* Not to diminish the problem with Illinois’ pension debt, but this is an apples to oranges comparison from the Illinois Policy Institute’s news service…
In one year, Illinois’ pensions added more debt than 25 U.S. states’ entire budgets.
The Illinois Department of Insurance released its two-year report on every public pension in the state. From 2015 to 2016, Illinois’ 671 pension funds added $17 billion in additional unfunded liabilities, bringing it up to $185 billion. That’s larger than 25 state budgets in fiscal year 2016.
The pension debt is long-term. Those are one-year budgets.
The Teachers’ Retirement Fund is the state’s largest pension. At an estimated $71.4 billion in unfunded liabilities, it also carries the most debt. Director Dick Ingram said that his fund’s main issue is that the older, more generous pensions cost too much.
“The albatross that’s still out there is the Tier 1 unfunded,” he said.
Yep. And that debt can pretty much only be reduced by making the payments. Actually, it’s the only way unless somebody comes up with a brilliant plan that hasn’t yet been devised or tried.
* Moody’s recently issued a rating for the state’s upcoming bond issue to pay off part of the bill backlog.
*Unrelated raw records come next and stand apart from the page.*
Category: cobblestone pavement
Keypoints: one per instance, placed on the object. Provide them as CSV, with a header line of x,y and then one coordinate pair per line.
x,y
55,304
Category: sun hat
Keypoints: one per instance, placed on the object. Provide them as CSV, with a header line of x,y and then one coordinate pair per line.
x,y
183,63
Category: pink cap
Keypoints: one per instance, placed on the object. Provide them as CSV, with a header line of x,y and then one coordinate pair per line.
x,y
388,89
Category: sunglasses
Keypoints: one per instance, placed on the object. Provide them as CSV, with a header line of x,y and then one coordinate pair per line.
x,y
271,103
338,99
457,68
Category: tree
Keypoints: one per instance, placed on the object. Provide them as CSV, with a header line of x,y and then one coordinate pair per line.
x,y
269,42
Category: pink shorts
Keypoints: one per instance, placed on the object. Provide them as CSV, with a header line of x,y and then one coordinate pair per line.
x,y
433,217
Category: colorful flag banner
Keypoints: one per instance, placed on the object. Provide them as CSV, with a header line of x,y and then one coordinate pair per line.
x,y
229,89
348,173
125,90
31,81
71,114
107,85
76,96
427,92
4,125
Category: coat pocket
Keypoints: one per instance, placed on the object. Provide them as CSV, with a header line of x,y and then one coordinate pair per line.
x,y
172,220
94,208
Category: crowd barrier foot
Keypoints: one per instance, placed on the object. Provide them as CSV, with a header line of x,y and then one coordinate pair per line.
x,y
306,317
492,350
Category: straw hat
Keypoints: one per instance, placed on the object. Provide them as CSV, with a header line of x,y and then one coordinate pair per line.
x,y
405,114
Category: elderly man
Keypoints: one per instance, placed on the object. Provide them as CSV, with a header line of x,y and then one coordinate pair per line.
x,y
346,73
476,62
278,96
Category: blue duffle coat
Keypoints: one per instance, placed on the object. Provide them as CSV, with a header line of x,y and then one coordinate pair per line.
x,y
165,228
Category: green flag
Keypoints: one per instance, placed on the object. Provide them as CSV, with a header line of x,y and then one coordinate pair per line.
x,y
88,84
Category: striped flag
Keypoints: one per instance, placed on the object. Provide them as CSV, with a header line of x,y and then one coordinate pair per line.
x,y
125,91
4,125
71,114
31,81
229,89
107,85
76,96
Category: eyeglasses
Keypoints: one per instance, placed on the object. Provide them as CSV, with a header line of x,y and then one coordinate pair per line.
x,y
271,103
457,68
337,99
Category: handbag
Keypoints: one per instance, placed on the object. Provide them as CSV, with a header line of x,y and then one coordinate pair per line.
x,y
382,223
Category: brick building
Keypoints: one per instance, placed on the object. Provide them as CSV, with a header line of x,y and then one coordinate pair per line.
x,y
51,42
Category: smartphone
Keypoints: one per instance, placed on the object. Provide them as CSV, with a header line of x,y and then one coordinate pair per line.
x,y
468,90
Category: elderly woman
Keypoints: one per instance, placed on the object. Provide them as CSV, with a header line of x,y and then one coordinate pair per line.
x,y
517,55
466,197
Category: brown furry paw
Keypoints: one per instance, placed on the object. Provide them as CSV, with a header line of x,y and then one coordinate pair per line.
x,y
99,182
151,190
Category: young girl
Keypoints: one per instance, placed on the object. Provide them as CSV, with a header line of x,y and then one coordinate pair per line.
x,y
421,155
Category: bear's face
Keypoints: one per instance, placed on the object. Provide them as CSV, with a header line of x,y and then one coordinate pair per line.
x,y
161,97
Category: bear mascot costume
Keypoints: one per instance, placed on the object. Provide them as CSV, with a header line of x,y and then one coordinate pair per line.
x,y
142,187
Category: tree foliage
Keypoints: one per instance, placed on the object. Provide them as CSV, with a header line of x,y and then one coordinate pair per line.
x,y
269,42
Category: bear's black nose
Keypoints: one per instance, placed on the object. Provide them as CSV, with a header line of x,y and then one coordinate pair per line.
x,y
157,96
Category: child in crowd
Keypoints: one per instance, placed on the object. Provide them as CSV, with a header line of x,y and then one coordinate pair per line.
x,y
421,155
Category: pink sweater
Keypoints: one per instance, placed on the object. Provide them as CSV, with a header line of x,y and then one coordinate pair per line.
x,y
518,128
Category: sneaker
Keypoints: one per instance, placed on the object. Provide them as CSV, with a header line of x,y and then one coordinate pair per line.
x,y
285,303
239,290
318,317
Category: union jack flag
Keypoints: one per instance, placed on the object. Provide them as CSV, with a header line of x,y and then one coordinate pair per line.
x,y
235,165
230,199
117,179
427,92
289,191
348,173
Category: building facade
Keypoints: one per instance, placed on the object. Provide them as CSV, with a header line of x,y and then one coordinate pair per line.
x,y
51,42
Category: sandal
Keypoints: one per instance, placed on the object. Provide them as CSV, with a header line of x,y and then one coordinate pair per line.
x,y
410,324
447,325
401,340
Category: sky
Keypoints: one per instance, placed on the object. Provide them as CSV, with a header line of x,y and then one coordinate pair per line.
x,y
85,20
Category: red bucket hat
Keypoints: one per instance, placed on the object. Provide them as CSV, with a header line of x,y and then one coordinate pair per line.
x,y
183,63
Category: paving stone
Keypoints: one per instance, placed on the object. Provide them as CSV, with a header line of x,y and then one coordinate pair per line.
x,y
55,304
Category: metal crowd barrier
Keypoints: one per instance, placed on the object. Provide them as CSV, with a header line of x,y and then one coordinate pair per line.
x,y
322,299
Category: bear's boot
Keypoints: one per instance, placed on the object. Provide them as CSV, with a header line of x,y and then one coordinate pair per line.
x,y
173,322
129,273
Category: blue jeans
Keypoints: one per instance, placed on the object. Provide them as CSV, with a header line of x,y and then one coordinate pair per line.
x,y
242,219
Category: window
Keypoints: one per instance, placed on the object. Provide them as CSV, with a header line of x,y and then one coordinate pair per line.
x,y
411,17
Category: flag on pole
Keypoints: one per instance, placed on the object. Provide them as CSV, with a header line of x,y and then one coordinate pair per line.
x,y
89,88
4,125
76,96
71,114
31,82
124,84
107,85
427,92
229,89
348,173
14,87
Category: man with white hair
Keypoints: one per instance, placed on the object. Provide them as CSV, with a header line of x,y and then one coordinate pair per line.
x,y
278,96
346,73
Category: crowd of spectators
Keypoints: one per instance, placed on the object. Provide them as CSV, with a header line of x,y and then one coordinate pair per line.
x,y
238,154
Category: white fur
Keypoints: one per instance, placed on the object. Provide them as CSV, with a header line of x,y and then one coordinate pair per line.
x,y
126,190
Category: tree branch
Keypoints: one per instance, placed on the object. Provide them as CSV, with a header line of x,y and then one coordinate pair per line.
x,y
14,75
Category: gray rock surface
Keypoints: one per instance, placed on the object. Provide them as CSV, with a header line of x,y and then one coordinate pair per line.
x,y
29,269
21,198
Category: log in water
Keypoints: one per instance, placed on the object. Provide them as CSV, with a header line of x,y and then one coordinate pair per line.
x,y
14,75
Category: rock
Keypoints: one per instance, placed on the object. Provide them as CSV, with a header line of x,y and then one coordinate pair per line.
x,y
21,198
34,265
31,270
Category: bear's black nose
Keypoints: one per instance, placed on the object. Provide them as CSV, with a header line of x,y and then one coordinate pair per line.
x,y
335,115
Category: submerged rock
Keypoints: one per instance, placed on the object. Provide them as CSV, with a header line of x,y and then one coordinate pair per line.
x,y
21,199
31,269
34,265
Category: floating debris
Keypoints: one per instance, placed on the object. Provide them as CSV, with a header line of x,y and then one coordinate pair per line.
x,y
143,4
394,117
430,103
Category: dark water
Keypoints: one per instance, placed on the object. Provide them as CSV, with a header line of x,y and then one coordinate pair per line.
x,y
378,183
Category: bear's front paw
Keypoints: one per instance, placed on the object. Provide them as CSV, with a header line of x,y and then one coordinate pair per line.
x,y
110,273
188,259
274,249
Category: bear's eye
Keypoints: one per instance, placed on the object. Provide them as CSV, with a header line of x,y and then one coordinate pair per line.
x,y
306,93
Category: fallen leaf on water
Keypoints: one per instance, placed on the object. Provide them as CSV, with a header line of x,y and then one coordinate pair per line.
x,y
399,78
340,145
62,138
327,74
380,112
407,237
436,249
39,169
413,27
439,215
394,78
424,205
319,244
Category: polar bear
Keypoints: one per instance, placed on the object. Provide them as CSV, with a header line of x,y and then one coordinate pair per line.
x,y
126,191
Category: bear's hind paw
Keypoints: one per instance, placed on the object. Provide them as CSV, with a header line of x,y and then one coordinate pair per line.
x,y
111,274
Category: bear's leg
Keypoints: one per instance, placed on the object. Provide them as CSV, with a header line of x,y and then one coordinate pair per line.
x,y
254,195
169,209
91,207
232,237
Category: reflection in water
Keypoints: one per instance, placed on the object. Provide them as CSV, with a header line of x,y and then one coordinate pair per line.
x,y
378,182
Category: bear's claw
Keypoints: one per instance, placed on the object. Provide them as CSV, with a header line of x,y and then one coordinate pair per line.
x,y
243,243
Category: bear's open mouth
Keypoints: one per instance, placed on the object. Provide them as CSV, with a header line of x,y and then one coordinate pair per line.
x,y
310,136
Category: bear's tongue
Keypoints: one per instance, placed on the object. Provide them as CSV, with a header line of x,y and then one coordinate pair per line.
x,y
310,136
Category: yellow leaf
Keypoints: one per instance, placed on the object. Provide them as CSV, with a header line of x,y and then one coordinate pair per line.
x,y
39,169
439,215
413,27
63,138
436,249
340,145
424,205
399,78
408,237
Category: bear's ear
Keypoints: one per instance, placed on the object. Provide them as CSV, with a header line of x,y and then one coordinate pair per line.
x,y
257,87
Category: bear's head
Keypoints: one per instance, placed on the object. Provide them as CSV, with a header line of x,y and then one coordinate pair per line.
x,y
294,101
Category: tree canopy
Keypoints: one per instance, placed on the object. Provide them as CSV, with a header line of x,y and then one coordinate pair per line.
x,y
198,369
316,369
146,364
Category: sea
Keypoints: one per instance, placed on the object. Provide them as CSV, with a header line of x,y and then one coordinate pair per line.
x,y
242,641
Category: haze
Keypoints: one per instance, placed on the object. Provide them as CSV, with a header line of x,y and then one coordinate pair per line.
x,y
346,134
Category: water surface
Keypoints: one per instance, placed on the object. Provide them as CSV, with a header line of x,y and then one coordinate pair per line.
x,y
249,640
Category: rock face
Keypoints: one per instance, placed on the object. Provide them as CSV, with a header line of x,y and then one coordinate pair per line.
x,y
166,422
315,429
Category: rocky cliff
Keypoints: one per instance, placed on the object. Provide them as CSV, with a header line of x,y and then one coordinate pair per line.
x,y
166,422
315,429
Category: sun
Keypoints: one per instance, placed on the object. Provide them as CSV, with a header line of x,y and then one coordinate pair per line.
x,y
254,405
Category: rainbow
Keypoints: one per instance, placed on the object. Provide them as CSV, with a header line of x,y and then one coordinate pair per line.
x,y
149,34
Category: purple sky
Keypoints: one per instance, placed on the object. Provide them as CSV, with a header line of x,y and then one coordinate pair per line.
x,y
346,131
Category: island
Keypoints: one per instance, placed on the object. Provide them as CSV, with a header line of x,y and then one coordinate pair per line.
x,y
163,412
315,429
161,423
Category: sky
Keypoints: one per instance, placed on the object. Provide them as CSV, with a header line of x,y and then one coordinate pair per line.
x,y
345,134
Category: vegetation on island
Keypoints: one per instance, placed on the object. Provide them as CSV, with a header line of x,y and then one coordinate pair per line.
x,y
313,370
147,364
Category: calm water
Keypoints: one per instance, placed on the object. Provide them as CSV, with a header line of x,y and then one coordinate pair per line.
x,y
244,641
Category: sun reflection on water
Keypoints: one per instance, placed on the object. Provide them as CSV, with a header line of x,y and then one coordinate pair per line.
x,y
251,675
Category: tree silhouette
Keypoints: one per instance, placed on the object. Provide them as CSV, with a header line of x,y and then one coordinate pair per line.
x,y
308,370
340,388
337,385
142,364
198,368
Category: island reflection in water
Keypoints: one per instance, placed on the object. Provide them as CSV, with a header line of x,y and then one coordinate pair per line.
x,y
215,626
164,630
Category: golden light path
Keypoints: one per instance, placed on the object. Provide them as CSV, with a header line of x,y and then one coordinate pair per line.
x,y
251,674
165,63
Check out the number one way Moody’s says Illinois can improve its credit rating…
Factors that Could Lead to an Upgrade
- Adoption of a realistic, long-term plan to provide funding for pension obligations
- Progress in reducing the state’s massive payment backlog, and formulation of a legal or policy framework to prevent renewed build-up of late bills
- Enactment of recurring fiscal measures that support the expectation of sustainable, structural balance
And check out the number two factor that could lead to a downgrade into junk bond status…
Factors that Could Lead to a Downgrade
- Structural imbalance that leads to renewed build-up of unpaid bills following issuance of debt to pay down backlog
- Efforts to obtain near-term fiscal relief by reducing pension contributions in a way that exacerbates the state’s long-term funding burden or indicates a lack of long-term sustainability
- Difficulty managing the impacts of adverse exogenous factors, such as a national recession or a reduction in federal Medicaid funding
*** UPDATE *** Dave Urbanek at TRS…
The Illinois News Network story you highlighted today misquoted Dick. We saw it late in the morning and asked them for a correction. They complied and changed the story in the afternoon. You ran the original version.
The problem was that in the lead up to Dick’s quote in the original version, they wrote that he said that older pension benefits “cost too much.” That’s not what he said in the interview with them. The “albatross” he was referring to in his quote is the unfunded liability.
No one at TRS would ever give an opinion on the nature of benefits, and especially the cost of those benefits. Benefits are enacted exclusively by legislators and the governor. The job of TRS is strictly to administer those benefits, whatever they may be. We have to stay detached from the creation of benefits. We will talk about whether we have the proper resources and tools to do the job and keep the fund financially healthy, but commenting on the nature or cost of the benefits would violate the System’s fiduciary duty to its members.
Just wanted to keep the record straight.